Cuthbert (634 - 687)
The story of Cuthbert has everything you could ever wish for in a good yarn about the ancient Celts; magical healings, angels and demons, pre-modern friends of the earth with a touchy-feely side, asceticism, bravery, Danish raiding parties, leaders in touch with the heaving poor, unwavering friendship, gruesome drawn out deaths, bodies and bones, and the growth of a cult!
Cuthbert was born around the year 634 and died in 687. Within a few years of his death he was venerated as the foremost saint of Northumbria. He was an ordinary guy, possibly of princely stock, who had a vision of a heap of angels one night while out with his sheep. This experience propelled him into the religious life, first as a brother at Melrose and Ripon under the oversight of the Irish monks Boisil and Eata and then as he rose in the ranks as a Prior and then as Bishop of Lindisfarne.
Initially I was drawn to Cuthbert by the stories of his downright moody reluctance when he was offered the position of Bishop by the King. Here, I felt, was someone right at the centre of the organisation of the church who was so not into power. Apparently when ribbed by his fellow monks by Boisil’s constant assertions that he would make Bishop one day he said: ‘Even if I could possibly hide myself in a tiny dwelling on a rock, where the waves of the swelling ocean surround me on all sides… even there I would fear lest the love of wealth should tempt me and somehow or other should snatch me away’. As I read more of the story I learnt that Cuthbert kept well out of the tribal and ecclesiastical bickerings which surrounded the dispute of power between the Roman and Celtic church.
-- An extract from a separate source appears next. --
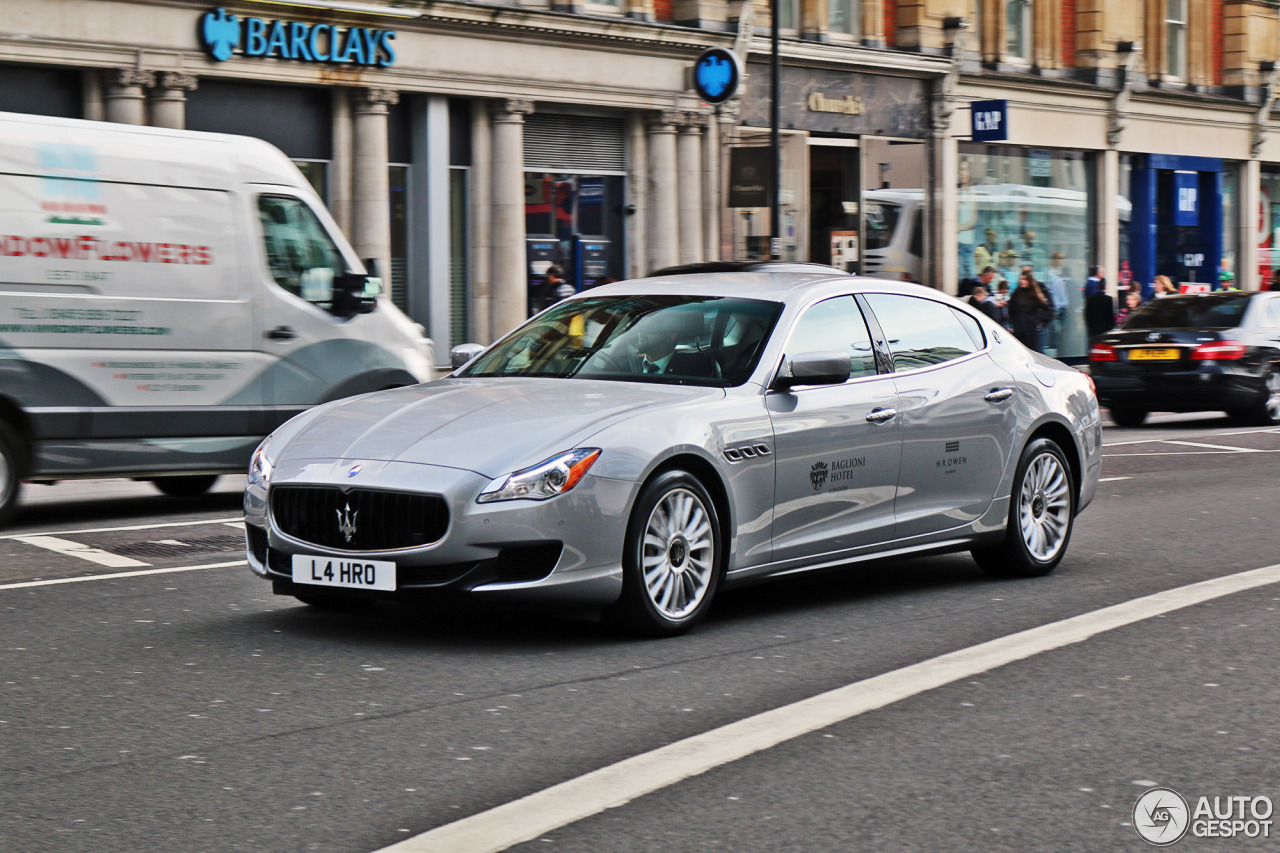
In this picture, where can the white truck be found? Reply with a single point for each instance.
(169, 297)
These eventually culminated in the Synod of Whitby in 664. I found that whatever it was in his personality and upbringing that gave him this attitude also motivated him to stick with a lifestyle of stable prayer and sociability. Even as a Bishop Cuthbert was to be found trotting round the country, visiting folk and spending time with people.
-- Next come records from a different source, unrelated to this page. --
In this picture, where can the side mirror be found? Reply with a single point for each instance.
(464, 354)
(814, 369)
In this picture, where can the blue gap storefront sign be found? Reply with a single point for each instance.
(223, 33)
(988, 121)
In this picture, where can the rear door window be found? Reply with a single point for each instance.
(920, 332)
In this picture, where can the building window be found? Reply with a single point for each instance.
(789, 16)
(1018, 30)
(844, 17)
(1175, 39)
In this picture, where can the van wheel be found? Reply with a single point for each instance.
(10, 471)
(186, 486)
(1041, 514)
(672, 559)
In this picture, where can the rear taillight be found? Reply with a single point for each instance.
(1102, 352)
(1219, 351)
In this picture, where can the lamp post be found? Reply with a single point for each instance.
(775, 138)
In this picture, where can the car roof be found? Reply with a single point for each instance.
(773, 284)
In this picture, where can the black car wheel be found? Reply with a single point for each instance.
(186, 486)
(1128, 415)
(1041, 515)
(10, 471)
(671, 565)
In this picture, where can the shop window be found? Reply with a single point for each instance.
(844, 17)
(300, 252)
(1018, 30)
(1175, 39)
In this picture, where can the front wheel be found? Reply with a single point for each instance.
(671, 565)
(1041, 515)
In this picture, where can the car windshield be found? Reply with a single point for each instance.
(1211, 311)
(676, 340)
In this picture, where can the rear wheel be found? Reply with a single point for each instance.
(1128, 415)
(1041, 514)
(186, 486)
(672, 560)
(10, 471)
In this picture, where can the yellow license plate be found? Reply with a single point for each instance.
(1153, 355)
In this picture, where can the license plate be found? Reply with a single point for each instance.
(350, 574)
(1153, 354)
A year of being a Bishop did for Cuthbert. Immediately after Christmas 686 he resigned his see and returned to the little hermitage on the Farne Islands he had built. Up until this point Cuthbert, it appears, had been torn between his desire to be among people and his desire to be alone with God. Somehow he had muggled through but eventually he made his decision and acted on it. For the final few months of his life he got the solitude and peace he had longed for.
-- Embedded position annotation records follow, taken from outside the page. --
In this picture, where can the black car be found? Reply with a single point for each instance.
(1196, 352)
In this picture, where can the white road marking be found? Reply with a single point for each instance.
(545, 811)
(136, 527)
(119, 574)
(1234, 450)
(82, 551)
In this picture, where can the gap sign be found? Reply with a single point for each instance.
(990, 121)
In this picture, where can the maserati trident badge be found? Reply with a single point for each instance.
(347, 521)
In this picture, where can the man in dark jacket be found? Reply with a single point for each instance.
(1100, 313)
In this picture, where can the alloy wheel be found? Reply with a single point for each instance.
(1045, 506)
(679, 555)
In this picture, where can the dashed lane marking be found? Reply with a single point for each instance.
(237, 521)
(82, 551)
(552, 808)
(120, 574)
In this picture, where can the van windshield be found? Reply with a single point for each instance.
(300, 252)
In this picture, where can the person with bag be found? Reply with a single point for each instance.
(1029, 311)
The stories of Cuthbert’s life continually develop this impression of a person who manages somehow to stand in between two dichotomies and not only remain sane but to act effectively. He was loved by his fellow monks and by ordinary people in the wilds of Celtic Northumbria. He was a friend of ordinary villagers and nobility. He longed to be with people and he longed to be alone. He had every sympathy with the Celtic way of doing church and yet saw the benefits of going Roman. Cool huh?!
Cuthbert is a wildly accessible hero, role model and saint. Bede has mapped his history in a rather dense way but if you want to get to know the guy as a friend go to Northumbria and get to know how the land has mapped history! The more I have learnt about Cuthbert the more I have spent time at places associated with him - his tomb in Durham Cathedral, Lindisfarne and the cave where the monks carrying his body to Durham after the invasion of Lindisfarne spent the night. I find these places to be “thin places”, places where heaven and earth almost touch.